DP-203: Azure Data Engineer Associate Study Guide
DP-203 validates the skills of an Azure Data Engineer Associate: designing and implementing data storage, building batch and streaming data processing pipelines, and securing, monitoring, and optimizing data solutions on Azure. It targets data professionals working with Azure Synapse Analytics, Data Factory, Azure Databricks, Stream Analytics, Data Lake Storage Gen2, and related services. You have 120 minutes and need a scaled score of 700 to pass.
Domain 1: Design and Implement Data Storage
- Azure Data Lake Storage Gen2 is built on Blob Storage with a hierarchical namespace enabled; this namespace enables true directories and atomic, efficient folder operations, and is required for analytics workloads. StorageV2 (general-purpose v2) is the account type that supports it.
- In a Synapse dedicated SQL pool a table is split across exactly 60 distributions. Hash distribution spreads rows by a chosen column, round-robin spreads evenly with no key, and replicate copies the full table to every distribution (best for small dimension tables under ~2 GB).
- Choose a hash-distribution key that is high-cardinality, evenly distributed, frequently used in joins/GROUP BY, and not updated; this minimizes data skew and avoids costly data movement during joins.
- If you create a table in a dedicated SQL pool without specifying an index, it defaults to a clustered columnstore index (CCI), which gives high compression and fast analytical scans over large tables.
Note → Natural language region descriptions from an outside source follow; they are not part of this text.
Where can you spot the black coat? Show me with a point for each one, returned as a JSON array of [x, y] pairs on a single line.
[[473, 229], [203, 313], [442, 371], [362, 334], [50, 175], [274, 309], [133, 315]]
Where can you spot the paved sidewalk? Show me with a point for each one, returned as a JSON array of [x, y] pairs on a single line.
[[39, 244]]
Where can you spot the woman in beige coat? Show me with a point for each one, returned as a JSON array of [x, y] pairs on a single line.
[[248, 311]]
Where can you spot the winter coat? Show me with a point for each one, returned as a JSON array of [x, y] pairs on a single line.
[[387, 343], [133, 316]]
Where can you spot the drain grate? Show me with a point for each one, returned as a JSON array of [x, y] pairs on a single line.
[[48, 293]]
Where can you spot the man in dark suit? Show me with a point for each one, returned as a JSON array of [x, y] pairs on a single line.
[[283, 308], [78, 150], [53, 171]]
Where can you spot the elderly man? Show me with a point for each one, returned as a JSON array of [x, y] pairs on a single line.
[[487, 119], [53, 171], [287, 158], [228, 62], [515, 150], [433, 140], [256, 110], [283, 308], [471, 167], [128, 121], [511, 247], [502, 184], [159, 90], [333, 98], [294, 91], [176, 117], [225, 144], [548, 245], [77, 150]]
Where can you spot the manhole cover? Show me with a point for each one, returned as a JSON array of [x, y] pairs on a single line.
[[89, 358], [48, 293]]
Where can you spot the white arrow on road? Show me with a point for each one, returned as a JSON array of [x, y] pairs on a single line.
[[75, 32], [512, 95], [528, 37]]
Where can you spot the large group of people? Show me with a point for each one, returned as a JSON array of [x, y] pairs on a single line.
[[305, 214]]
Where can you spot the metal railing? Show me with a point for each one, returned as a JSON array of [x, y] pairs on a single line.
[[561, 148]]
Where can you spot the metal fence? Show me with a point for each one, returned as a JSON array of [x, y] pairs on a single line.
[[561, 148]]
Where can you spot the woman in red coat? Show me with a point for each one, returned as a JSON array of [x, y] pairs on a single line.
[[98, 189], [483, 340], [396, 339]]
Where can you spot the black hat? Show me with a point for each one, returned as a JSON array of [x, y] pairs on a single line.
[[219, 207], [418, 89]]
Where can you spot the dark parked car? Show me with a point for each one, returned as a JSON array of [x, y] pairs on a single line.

- Run ALTER INDEX REORGANIZE on a clustered columnstore index to compress open/closed rowgroups and improve scan performance; use REBUILD for heavier fragmentation. Small rowgroups (under ~100K rows) hurt columnstore efficiency.
- Partition large fact tables by a date column (for example monthly boundaries) to enable partition elimination and efficient partition switching; avoid over-partitioning because each of the 60 distributions further splits the data.
- A Type 2 slowly changing dimension preserves history by inserting a new row with a new surrogate key plus EffectiveStartDate, EffectiveEndDate, and an IsCurrent flag; Type 1 overwrites without keeping history.
- Delta Lake provides ACID transactions and time travel through a transaction log (Delta Log) of ordered, atomic JSON commits; you query historical versions with VERSION AS OF or TIMESTAMP AS OF.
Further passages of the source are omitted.